Quest for Global Standards

It’s possible that these and many other issues would be more easily addressed if countries adopted a uniform set of food safety standards established not by any particular private certifying organization but by an international body such as the United Nations, says Covance’s Ellefson, who is coauthor of a recent book, Improving Import Food Safety, that examines the differing approaches to food safety problems taken by the U.S., Latin America, Europe, and Asia.

While such an outcome is unlikely to happen anytime soon, Ellefson says there is an immediate need to standardize laboratory testing not only internationally but within single countries, including the U.S. “How do you know if you will get the same test result from laboratory to laboratory?” Ellefson asks. “How do you know if they are using the same harmonized methods? Expand that to the whole world–Canada, Europe, Asia, South America–how do you know the quality of the methods they are using for testing is equivalent in all locations? To me, harmonizing the test methods on a global basis is an issue of concern.”

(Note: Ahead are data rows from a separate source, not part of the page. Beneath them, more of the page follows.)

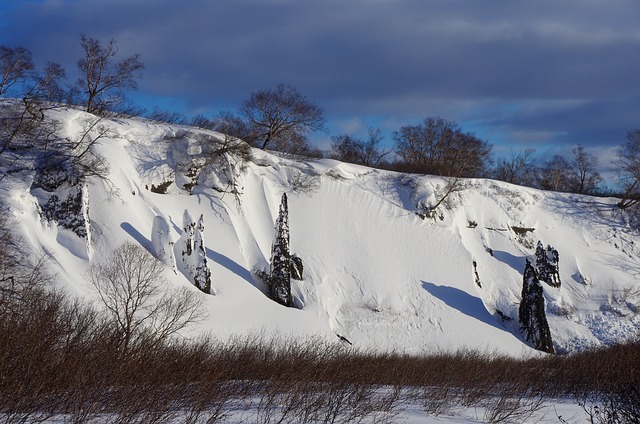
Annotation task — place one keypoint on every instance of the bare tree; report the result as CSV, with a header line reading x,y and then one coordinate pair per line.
x,y
364,152
517,168
440,147
628,163
555,175
584,169
15,65
103,81
138,299
281,118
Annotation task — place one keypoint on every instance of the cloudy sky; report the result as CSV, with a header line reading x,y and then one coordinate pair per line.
x,y
547,74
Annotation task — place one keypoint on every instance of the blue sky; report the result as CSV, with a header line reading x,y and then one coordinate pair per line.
x,y
546,74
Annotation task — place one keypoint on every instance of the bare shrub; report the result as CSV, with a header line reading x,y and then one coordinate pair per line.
x,y
131,287
511,406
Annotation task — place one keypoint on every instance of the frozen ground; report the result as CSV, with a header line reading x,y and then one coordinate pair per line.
x,y
375,273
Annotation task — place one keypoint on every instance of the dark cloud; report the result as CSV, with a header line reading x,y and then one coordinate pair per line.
x,y
543,72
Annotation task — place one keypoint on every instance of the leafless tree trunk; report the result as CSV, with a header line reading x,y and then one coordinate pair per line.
x,y
131,287
102,80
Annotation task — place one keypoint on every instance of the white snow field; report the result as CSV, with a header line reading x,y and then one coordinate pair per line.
x,y
375,273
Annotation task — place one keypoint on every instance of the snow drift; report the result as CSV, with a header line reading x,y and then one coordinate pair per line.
x,y
376,274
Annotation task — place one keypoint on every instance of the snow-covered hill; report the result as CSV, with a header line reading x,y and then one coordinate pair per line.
x,y
375,272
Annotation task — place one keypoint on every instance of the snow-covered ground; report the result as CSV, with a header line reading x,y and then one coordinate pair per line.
x,y
375,273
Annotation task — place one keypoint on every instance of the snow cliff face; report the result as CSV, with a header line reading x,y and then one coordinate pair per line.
x,y
375,272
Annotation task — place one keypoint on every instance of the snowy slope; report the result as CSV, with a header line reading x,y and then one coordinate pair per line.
x,y
375,273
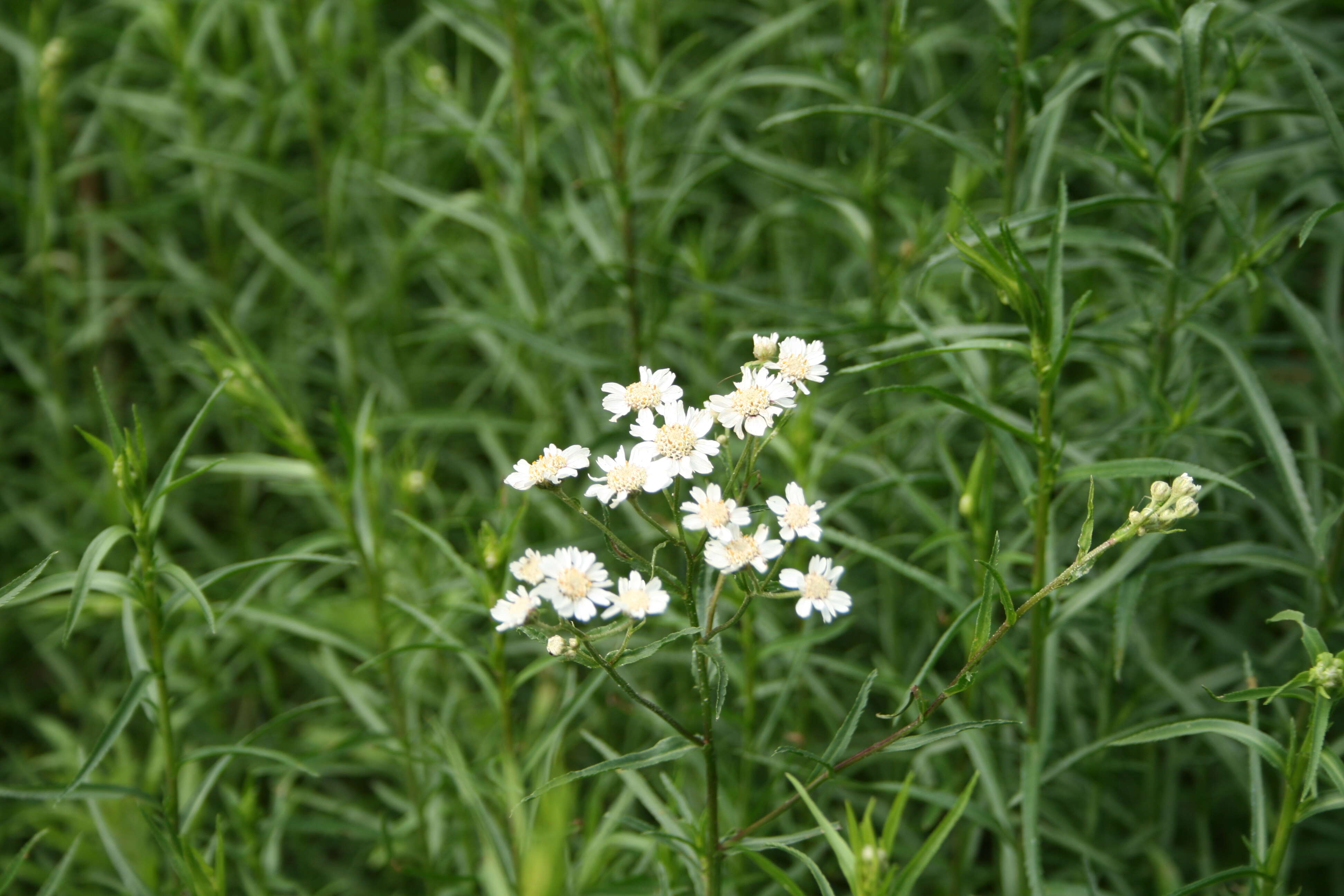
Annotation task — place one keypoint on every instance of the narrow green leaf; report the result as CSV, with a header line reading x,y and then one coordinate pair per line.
x,y
961,405
1312,640
840,742
185,579
17,588
12,871
1272,433
916,867
170,469
1232,874
1147,467
120,719
1253,738
663,752
93,557
842,849
1193,26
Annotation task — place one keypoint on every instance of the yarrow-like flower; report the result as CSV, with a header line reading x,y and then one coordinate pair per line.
x,y
528,567
799,362
713,512
637,600
738,550
576,584
818,589
760,397
644,471
513,609
654,389
764,348
797,519
681,438
552,467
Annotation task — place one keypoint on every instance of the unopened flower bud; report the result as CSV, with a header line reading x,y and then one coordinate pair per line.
x,y
1328,672
1183,485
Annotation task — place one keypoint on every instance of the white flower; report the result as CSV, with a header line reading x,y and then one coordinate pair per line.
x,y
528,567
765,347
710,511
738,550
819,589
800,362
552,467
576,584
681,438
637,600
758,398
654,389
513,609
644,471
797,519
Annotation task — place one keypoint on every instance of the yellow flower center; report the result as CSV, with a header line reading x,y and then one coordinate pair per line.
x,y
796,516
545,468
628,477
642,395
675,441
573,584
750,401
716,514
815,588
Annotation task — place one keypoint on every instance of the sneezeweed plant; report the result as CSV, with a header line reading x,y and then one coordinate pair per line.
x,y
709,535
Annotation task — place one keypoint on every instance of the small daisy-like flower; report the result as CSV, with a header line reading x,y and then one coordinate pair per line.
x,y
758,398
797,518
644,471
528,567
818,588
711,512
738,550
681,438
637,600
764,347
552,467
576,584
800,362
654,389
513,609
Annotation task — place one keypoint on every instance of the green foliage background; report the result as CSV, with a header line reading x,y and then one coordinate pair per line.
x,y
478,213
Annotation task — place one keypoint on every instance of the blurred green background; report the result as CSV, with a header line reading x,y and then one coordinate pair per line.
x,y
474,214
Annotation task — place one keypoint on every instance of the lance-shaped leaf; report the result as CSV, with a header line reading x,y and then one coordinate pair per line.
x,y
17,588
93,557
662,752
120,719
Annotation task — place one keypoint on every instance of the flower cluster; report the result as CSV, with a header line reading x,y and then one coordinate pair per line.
x,y
674,442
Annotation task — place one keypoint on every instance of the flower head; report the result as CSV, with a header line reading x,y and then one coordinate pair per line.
x,y
644,471
528,567
681,438
513,609
654,389
800,362
738,550
755,403
576,584
764,348
797,518
713,512
637,600
550,467
818,589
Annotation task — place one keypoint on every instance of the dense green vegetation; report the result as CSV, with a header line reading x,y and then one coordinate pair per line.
x,y
417,238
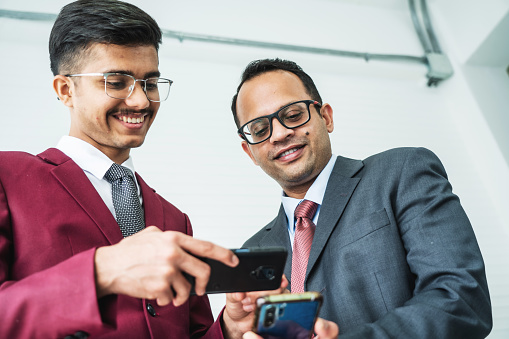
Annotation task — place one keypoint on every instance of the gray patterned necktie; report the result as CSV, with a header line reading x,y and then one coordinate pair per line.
x,y
126,202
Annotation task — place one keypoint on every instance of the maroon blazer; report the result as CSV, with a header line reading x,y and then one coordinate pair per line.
x,y
51,221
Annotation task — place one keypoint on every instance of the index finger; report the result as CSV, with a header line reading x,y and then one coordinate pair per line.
x,y
207,249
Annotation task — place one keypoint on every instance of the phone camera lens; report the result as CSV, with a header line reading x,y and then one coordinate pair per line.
x,y
269,273
270,314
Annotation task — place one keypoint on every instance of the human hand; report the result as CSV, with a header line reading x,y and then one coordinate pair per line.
x,y
324,329
238,315
149,264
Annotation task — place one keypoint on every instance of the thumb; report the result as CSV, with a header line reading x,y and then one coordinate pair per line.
x,y
326,329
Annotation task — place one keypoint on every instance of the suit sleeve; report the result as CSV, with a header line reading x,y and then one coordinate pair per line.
x,y
48,304
450,298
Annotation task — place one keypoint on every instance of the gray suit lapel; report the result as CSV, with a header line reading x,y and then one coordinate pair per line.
x,y
278,234
340,188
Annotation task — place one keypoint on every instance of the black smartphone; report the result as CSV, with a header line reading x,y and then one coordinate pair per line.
x,y
287,315
259,269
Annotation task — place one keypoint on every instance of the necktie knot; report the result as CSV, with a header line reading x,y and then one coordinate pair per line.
x,y
126,202
116,172
306,209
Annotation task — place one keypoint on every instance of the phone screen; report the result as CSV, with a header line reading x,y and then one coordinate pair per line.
x,y
290,319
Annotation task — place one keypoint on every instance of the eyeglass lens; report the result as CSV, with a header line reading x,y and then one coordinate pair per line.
x,y
291,116
120,86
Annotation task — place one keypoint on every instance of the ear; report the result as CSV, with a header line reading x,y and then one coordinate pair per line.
x,y
247,149
326,112
64,88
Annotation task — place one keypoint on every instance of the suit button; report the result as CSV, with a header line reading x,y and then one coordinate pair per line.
x,y
151,310
81,335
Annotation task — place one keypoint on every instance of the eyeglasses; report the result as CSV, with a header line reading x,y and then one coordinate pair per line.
x,y
121,86
291,116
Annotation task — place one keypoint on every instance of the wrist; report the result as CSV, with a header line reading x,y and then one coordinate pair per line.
x,y
102,272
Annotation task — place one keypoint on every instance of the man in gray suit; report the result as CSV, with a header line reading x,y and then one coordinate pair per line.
x,y
393,252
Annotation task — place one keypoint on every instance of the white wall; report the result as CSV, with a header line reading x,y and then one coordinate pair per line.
x,y
192,155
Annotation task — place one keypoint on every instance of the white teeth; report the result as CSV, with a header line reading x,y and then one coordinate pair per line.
x,y
132,120
284,154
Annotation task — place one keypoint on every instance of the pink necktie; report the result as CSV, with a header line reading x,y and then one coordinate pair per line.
x,y
304,231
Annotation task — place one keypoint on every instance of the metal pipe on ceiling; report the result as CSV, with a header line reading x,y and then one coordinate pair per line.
x,y
182,36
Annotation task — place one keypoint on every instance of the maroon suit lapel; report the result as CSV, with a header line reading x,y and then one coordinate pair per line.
x,y
74,180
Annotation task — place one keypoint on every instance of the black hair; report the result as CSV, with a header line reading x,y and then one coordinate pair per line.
x,y
258,67
83,22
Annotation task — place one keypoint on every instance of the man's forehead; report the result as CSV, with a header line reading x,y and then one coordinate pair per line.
x,y
269,91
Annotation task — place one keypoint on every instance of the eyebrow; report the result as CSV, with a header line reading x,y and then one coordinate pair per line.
x,y
146,76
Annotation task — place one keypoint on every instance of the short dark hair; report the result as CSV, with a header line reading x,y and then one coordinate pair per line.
x,y
83,22
258,67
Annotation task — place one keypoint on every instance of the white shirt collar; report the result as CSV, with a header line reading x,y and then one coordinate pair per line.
x,y
89,158
315,193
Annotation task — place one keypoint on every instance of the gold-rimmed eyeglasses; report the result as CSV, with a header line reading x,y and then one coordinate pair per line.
x,y
121,86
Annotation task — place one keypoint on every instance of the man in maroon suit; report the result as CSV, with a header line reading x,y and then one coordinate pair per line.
x,y
66,269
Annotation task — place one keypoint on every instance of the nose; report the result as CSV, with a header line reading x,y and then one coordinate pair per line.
x,y
279,132
138,98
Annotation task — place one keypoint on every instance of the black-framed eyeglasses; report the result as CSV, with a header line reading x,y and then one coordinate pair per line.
x,y
121,86
290,116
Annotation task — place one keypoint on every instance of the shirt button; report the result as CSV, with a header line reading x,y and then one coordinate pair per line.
x,y
151,310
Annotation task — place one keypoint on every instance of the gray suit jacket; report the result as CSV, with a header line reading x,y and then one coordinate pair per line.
x,y
394,254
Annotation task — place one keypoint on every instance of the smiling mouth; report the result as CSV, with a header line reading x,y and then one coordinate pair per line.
x,y
290,151
131,118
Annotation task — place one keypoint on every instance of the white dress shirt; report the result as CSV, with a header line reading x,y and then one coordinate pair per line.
x,y
315,194
95,164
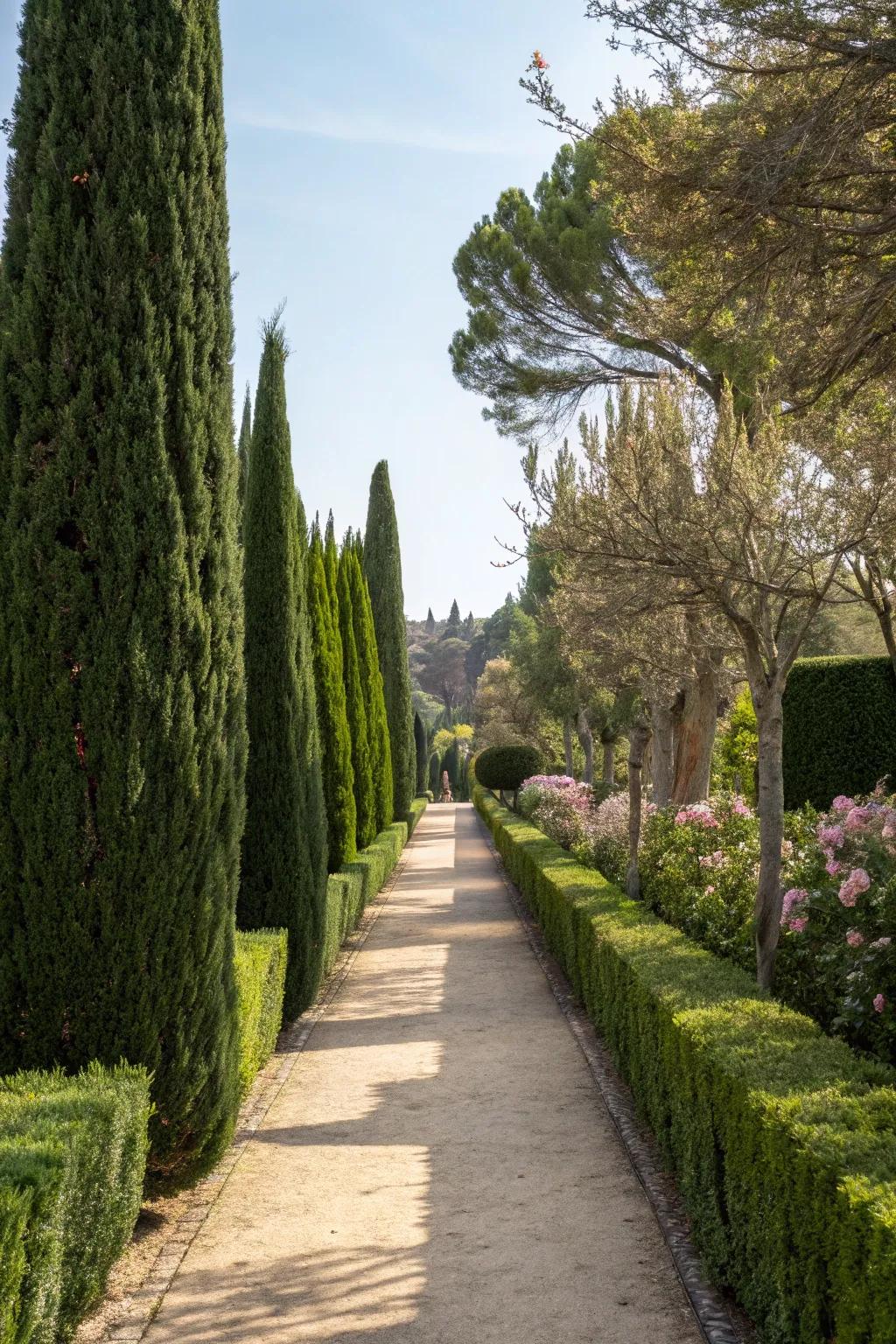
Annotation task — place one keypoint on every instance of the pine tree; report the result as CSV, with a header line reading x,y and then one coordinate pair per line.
x,y
383,570
421,752
378,735
356,710
122,718
242,456
281,880
332,714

The issue is being addressed. For example, AOAC International (formerly the Association of Analytical Communities) is one of several groups developing analytical and other standards for global acceptance. AOAC has assembled an expert stakeholder panel on infant formula and adult nutritionals and, with industry funding, is developing standard method performance requirements for nutrients and analytical methods for validation studies. “They are working on getting global buy-in. They are trying to carry this to food items other than infant formula, but you have to start somewhere,” Ellefson says.

As Acheson puts it, the global food supply situation is “already critical and is becoming increasingly more so.”

“It’s also becoming increasingly challenging and complicated through these regulatory requirements and hurdles and potentially reciprocal arrangements. Unquestionably, this is a very complex field that needs to be watched carefully over the coming months and years,” Acheson says.